Christian Lips, Chefvolkswirt Nord/LB

"Mit dem Beschluss, die Leitzinsen nur um 50 Basispunkte anzuheben, befindet sich die EZB nach den Entscheidungen der Fed, der Schweizerischen Nationalbank und der Bank of England in guter Gesellschaft. (...) Die aktualisierten Projektionen sehen den Inflationsdruck nun als noch hartnäckiger und langwieriger an, weshalb die EZB einen sehr hawkishen Ausblick gegeben hat. Demnach müssten die Zinsen 'noch deutlich und in einem gleichmässigen Tempo steigen', um eine zeitnahe Rückkehr zum Stabilitätsziel zu erreichen. Die Tempoverlangsamung darf somit nicht missverstanden werden als baldiges Ende der Zinserhöhungen. Bei den Leitzinsen hat die EZB das Ende der Fahnenstange noch nicht erreicht!"

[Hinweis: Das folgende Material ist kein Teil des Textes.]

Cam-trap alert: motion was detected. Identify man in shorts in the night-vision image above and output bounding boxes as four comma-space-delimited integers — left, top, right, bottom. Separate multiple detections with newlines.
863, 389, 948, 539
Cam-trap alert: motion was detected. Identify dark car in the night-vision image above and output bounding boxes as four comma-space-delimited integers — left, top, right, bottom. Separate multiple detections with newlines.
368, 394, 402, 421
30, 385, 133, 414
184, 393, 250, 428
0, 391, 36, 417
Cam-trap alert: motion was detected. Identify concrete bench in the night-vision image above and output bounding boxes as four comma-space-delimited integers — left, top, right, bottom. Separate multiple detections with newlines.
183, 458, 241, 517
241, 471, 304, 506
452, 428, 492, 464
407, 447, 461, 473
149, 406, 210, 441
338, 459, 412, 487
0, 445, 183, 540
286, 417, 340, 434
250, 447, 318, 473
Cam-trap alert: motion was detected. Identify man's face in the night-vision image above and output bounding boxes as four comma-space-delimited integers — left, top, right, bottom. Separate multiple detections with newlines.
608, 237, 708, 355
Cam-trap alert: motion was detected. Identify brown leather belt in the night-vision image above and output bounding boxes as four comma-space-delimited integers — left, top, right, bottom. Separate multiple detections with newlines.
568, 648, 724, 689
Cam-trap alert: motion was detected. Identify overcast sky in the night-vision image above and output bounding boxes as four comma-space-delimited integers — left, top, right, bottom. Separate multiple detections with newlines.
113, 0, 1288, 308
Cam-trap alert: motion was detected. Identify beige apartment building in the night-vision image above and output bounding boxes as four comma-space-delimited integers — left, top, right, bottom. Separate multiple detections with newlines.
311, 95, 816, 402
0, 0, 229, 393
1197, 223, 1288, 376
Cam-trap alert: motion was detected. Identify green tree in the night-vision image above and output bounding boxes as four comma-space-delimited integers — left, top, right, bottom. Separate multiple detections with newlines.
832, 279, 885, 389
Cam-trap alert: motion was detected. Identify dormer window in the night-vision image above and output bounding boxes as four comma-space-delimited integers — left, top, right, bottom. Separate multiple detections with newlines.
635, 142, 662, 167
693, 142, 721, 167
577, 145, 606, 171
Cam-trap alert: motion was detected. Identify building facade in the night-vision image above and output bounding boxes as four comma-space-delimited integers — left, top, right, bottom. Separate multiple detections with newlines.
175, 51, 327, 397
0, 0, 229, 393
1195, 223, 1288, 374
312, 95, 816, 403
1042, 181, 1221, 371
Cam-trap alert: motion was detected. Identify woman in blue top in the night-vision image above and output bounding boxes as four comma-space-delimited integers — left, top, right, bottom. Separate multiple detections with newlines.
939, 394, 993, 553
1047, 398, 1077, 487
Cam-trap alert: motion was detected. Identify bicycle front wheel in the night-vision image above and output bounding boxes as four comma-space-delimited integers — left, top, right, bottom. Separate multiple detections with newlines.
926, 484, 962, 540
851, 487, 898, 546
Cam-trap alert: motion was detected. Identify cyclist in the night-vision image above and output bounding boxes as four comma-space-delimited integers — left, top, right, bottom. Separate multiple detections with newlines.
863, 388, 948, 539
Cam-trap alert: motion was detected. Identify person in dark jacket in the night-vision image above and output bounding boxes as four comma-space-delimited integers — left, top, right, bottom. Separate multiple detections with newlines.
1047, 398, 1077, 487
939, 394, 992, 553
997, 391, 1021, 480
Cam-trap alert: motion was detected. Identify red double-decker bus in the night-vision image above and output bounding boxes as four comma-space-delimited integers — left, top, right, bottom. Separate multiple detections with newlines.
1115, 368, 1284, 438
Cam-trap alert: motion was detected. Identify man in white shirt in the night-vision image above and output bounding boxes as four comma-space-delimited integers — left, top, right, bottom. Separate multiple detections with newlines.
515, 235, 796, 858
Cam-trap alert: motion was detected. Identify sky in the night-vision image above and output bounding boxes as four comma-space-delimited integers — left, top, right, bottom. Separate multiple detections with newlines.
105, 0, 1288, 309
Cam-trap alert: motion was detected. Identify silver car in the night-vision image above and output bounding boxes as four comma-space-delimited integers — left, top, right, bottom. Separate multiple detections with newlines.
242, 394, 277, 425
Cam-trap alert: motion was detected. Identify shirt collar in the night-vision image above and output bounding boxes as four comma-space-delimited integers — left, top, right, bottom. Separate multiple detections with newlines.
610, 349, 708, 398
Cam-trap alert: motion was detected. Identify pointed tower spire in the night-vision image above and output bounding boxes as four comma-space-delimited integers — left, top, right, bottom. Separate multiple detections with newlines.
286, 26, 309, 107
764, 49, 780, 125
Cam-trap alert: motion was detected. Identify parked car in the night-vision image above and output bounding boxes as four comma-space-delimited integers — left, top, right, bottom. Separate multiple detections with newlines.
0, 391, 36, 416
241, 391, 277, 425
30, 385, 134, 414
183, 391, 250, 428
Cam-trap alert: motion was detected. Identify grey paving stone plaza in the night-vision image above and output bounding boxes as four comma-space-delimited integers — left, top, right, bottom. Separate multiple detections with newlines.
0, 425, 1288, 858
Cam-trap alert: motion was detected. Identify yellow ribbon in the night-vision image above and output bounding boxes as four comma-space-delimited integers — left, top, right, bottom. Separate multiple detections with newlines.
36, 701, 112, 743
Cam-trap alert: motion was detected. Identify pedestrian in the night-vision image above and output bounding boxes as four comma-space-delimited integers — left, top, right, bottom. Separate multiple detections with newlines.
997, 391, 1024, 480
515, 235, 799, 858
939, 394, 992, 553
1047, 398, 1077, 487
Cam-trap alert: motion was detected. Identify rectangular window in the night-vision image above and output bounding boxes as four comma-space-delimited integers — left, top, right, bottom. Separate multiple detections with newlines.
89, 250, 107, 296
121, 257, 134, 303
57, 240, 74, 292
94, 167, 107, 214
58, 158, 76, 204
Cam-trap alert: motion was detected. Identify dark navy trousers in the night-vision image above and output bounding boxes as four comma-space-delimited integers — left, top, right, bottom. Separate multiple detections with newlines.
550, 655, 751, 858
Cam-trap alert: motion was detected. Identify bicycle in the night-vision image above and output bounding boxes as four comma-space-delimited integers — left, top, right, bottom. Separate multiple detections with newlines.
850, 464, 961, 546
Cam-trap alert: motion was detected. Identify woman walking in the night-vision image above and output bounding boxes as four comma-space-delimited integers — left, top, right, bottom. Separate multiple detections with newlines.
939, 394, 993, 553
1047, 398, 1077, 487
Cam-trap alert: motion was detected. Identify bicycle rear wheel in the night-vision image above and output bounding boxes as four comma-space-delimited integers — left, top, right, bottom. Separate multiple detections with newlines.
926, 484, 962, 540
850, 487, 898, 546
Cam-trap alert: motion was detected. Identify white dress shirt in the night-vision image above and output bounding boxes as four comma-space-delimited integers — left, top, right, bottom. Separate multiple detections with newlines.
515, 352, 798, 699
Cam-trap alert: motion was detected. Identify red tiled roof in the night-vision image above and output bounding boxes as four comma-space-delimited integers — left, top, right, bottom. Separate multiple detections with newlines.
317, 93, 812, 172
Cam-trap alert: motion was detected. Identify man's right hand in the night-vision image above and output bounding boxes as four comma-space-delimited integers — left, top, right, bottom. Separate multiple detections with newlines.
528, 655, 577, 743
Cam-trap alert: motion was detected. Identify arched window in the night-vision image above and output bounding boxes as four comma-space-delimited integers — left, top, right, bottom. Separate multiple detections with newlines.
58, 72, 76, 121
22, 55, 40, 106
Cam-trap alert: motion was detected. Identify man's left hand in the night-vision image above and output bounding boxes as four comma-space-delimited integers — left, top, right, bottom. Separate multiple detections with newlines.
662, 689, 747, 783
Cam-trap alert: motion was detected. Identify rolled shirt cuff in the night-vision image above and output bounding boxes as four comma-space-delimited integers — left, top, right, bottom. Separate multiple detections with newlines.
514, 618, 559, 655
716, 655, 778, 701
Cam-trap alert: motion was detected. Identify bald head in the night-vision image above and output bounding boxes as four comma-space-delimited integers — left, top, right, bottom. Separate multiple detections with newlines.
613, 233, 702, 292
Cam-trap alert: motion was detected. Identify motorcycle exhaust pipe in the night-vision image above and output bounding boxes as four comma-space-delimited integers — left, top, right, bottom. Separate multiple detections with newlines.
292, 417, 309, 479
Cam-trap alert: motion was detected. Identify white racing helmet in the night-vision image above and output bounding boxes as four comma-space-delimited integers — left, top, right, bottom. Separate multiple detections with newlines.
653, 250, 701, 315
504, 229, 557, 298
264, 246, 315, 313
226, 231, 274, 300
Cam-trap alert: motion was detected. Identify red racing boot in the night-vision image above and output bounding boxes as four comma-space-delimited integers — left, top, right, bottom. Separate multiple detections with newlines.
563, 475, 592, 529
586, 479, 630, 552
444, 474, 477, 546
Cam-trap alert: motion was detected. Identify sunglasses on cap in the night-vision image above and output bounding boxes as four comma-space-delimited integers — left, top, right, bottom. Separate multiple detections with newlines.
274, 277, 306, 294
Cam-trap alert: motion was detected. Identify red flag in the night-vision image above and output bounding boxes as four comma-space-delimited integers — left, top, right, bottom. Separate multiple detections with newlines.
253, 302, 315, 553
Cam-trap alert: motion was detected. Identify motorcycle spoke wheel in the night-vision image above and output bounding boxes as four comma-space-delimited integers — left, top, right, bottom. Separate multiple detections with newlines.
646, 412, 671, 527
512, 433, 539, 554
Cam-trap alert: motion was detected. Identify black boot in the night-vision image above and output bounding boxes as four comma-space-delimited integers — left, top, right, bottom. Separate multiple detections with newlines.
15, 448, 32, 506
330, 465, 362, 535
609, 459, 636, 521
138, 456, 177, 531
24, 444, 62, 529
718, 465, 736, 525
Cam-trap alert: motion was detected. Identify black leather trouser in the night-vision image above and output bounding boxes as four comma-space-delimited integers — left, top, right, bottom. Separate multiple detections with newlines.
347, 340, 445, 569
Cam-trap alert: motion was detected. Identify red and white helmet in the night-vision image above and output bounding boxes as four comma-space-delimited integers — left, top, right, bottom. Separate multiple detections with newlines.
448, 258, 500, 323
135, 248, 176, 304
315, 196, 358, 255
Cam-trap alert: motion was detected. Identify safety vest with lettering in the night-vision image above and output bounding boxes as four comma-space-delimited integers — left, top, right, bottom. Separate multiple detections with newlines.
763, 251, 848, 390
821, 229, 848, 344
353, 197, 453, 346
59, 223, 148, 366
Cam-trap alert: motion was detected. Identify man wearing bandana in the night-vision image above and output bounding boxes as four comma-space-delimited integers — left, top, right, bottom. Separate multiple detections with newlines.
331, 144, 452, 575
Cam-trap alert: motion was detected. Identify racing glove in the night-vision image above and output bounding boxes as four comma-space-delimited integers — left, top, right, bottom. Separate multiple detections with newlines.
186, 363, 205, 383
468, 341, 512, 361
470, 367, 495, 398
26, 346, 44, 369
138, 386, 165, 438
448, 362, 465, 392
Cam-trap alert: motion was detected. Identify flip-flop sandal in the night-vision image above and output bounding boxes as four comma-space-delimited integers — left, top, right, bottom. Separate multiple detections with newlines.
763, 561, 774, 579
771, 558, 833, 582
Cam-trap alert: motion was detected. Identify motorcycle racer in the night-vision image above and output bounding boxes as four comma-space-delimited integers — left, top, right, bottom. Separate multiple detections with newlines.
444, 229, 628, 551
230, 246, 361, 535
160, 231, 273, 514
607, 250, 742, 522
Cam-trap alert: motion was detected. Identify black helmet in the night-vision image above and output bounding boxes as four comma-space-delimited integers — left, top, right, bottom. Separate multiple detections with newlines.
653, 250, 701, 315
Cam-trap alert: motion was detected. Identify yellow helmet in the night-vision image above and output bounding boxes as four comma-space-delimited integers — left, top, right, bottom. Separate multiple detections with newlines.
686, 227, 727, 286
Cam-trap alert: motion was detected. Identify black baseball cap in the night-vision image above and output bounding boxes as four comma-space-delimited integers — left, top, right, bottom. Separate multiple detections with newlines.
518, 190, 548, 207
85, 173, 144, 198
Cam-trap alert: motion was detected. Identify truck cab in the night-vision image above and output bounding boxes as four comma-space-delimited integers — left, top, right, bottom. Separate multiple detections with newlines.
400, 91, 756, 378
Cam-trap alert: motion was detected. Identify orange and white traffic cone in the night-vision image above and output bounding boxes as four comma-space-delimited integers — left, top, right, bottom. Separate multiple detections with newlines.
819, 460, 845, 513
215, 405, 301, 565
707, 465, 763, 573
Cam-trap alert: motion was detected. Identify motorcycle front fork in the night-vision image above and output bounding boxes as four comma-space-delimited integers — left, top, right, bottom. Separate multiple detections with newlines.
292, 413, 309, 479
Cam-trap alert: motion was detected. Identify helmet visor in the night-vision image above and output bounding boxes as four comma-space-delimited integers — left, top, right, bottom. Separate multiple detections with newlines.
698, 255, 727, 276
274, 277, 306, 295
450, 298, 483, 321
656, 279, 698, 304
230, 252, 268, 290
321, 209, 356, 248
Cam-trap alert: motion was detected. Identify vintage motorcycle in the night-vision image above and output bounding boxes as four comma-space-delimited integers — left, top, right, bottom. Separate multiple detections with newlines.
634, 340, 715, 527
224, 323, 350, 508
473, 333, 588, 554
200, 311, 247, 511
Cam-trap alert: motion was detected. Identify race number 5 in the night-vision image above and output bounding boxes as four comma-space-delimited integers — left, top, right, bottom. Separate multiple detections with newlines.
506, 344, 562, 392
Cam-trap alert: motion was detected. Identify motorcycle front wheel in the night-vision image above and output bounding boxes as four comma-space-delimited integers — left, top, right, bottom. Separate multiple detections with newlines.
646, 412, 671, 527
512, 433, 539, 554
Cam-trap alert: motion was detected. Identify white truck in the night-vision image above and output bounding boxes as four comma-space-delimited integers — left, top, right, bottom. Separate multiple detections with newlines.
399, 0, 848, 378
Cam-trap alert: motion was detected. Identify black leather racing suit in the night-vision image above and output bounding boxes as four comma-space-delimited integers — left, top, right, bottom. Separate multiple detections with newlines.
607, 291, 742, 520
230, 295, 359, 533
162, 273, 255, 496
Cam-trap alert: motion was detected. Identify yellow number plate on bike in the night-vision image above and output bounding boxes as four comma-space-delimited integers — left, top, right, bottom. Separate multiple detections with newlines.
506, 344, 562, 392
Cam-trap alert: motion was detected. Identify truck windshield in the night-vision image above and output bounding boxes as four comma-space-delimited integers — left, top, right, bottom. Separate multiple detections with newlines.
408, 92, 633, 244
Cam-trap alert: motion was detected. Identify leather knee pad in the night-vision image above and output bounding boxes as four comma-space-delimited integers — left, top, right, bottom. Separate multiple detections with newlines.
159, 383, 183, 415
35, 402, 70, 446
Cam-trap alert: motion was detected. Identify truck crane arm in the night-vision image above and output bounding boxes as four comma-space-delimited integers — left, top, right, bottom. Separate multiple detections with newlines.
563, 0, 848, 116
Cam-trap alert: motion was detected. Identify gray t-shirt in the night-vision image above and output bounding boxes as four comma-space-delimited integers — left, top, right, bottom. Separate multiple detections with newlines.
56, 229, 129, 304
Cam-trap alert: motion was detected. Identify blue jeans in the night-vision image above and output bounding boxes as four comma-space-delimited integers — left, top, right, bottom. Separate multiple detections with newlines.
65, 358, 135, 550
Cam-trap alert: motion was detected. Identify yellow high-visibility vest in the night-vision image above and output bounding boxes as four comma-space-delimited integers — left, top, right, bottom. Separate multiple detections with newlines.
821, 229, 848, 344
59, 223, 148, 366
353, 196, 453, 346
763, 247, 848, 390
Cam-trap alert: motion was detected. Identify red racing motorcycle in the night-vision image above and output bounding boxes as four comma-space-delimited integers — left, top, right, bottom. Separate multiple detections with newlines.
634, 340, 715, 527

Jörg Krämer, Chefvolkswirt Commerzbank

"Zwar hat die EZB heute das Tempo ihrer Zinserhöhungen wie erwartet auf 0,50 Prozentpunkte abgeschwächt. Aber mit Blick auf die künftige Zinspolitik hat sich die EZB deutlich entschlossener gezeigt als bisher und stellt nun 'signifikante' Zinserhöhungen in Aussicht. Wir erhöhen unsere Leitzinsprognose etwas und erwarten nun für das Frühjahr einen Einlagensatz von 3,25 Prozent (bisher: 3,0 Prozent)."

Thomas Gitzel, Chefökonom VP Bank

"Wow, man kann es heute kaum fassen. Die EZB zeigt der Inflation die Zähne. Die EZB wird mit dem Leitzins deutlich nach oben gehen. Das wurde heute deutlich und bestätigt unsere Sicht, dass die EZB noch lange nicht am Ende ist. Die EZB erhöht zwar nicht um 0,75 Prozentpunkte, doch die Falken im geldpolitischen Rat schienen dennoch die Oberhand zu haben. Die EZB wird ihre Bilanzsumme reduzieren und stellt weitere deutliche Zinserhöhungen in Aussicht. Christine Lagarde wurde während der Pressekonferenz deutlich: Es seien mehrere Zinserhöhungen um 0,50 Prozentpunkte notwendig. Das sind Worte, die altgediente Volkswirte lediglich von der Deutschen Bundesbank kennen."

Michael Holstein, Chefvolkswirt DZ Bank

"Die entschiedene Haltung der EZB mit Blick auf die Inflationsbekämpfung ist zu begrüssen. Es wäre ein Fehler, die geldpolitische Wende zu früh zu signalisieren. Vor allem, nachdem die Notenbankoberen zu lange mit der ersten Zinsanhebung gewartet haben. Die Inflationsprognose der EZB liegt bis 2025 oberhalb des Zielniveaus. Auch das spricht dafür, dass der Kampf gegen die Teuerung weiter andauern dürfte."

Ralf Umlauf, Analyst Landesbank Hessen-Thüringen

"Die Zinserhöhung und der Einstieg ins QT (Reduzierung der Bilanzsumme) waren weitgehend so erwartet worden, allerdings signalisiert die EZB, dass die Zinsen noch 'deutlich' weiter steigen müssen, um restriktives Niveau zu erreichen und die Inflation nachhaltig in Richtung der Zielgrösse zu drücken. Die EZB wird wohl zunehmend in Abhängigkeit der aktuellen Datenentwicklung agieren und somit ist ein vorsichtiges Vorgehen in der Geldpolitik zu erwarten. Mit dem Einstieg in QT wird der Normalisierungsprozess seitens der EZB aber fortgesetzt, unabhängig davon, dass die Zinsperspektiven nicht mehr so steil nach oben weisen."